Open Label Extension (OLE) of the TDF2 Study, Botswana (TDF2-OLE)
Primary Purpose
HIV Infections
Status
Completed
Phase
Not Applicable
Locations
Study Type
Interventional
Intervention
Tenofovir Disoproxil Fumarate 300 mg + Emtricitabine 200 mg
Sponsored by
About this trial
This is an interventional prevention trial for HIV Infections focused on measuring HIV incidence, HIV prevention, Tenofovir, Emtricitabine, Botswana, HIV seronegativity, PrEP
Eligibility Criteria
Inclusion Criteria:
- Former TDF 2 participants
- Willing and able to provide informed written consent for participation
- If female, willing to use effective contraception during the trial (oral or injectable hormonal contraception, an intrauterine device [IUD], or who have had surgical interventions such as bilateral tubal ligation or hysterectomy)
- Laboratory values as follows within 30 days prior to enrollment:
- HIV uninfected by dual, parallel, rapid whole blood testing and HIV EIA
- Serum phosphorus ≥ 2.2 mg/dL
- Calculated creatinine clearance ≥ 60 mL/min
Exclusion Criteria:
- Positive urine pregnancy test (females)
- Breastfeeding (females)
- History of significant renal or bone disease
- Any other clinical condition or prior therapy that, in the opinion of the physician would make the subject unsuitable for the OLE or unable to comply with the dosing requirements
Sites / Locations
Arms of the Study
Arm 1
Arm Type
Experimental
Arm Label
TDF-FTC as PrEP
Arm Description
Eligible HIV-uninfected participants were offered 12 months of oral Tenofovir Disoproxil Fumarate 300 mg + Emtricitabine 200 mg (TDF-FTC) once daily in the form of a single tablet regardless of their original study assignment in randomized phase.
Outcomes
Primary Outcome Measures
Self-reported Drug Adherence Over the Past 3 Days
A 30-day supply of TDF/FTC was dispensed at each monthly visit, for up to 12 months.
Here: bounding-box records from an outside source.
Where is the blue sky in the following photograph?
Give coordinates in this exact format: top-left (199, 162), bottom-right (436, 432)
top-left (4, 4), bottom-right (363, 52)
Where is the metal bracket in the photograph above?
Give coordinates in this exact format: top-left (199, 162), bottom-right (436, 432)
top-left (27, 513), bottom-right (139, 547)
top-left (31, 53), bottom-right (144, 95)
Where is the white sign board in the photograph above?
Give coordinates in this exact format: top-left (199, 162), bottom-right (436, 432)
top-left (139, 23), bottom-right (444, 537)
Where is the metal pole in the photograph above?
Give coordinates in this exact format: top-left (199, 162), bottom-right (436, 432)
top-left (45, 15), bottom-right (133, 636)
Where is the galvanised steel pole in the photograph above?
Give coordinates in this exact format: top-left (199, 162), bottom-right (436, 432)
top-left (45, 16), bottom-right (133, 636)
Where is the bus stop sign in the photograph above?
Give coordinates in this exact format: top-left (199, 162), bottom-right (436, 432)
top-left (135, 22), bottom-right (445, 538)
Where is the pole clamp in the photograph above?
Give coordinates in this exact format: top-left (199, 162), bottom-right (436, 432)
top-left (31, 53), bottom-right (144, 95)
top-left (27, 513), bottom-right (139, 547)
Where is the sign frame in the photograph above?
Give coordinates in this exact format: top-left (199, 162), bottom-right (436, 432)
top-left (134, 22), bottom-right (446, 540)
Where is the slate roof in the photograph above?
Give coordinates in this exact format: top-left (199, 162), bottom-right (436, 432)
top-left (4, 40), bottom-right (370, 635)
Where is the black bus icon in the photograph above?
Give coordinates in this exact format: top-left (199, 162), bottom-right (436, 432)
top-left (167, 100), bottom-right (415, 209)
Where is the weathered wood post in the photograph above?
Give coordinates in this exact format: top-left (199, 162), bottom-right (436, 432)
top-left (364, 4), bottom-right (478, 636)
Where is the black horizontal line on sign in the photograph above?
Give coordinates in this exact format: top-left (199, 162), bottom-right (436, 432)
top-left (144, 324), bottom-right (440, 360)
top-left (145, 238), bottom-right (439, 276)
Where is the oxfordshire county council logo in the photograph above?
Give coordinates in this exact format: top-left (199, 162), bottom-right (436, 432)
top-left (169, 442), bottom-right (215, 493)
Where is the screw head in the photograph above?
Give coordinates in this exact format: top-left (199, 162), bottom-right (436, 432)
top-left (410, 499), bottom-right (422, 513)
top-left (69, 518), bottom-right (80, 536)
Participants were asked monthly about their drug adherence and were asked to recall their time of dosing over the past 3 days.
Question: "Please think back to [yesterday, 2 days ago, 3 days ago]. What time did you take Truvada? Was it in the morning, afternoon, evening, or you weren't able to take the pill that day?"
Number of Sex Partners
Number of sex partners was assessed at baseline and each scheduled monthly visit, for up to 12 months.
Responses to the following question refers to the number of partners reported in the past 30 days:
"In the past 30 days, with how many partners have you had sexual intercourse?"
Number of Sex Acts by Condom Usage
Number of sex acts by condom usage was assessed at baseline and each scheduled monthly visit, for up to 12 months.
Responses to the following question refers to the number of sex acts with up to 3 partners.
"In the past 30 days, how many times did you have sex with ['this partner']? When I ask about the number of times you had sex, please count each sexual act. For example, if you had 2 rounds of sexual intercourse with your partner on a single evening, count that as two times you had sex. Please remember that this only refers to vaginal and anal sex. It does not refer to oral sex."
To assess condom use by sex act, the following question was asked to assess the number of sex acts with condoms and without condoms with up to 3 partners:
"Of the ___ sex acts, how many times did you not use condoms the entire time?"
Extracellular Tenofovir (TFV) for Recent Drug Exposure
Dried blood spots were collected at each monthly study visit to characterize drug adherence by measuring extracellular tenofovir (TFV) for recent drug exposure (~24 hours). Of 229 participants, 196 participants had monthly DBSs available for analysis. A sampling algorithm was designed to make inference to TFV and TFV-DP levels at all 12 months. For the TFV extracellular analysis, participants were randomly assigned to one of three sampling schedules, with equal probability: (a) months 1, 2, 5, 8, and 11; (b) months 1, 3, 6, 9, and 12; and (c) months 1, 4, 7, 10, and 12. These 196 participants contributed a total of 777 monthly DBSs for the TFV extracellular analysis.
Extracellular TFV detectability was defined as having a mean TFV level (of up to four measurements) equal to or greater than 5 ng/mL.
Intracellular Tenofovir-diphosphate (TFV-DP)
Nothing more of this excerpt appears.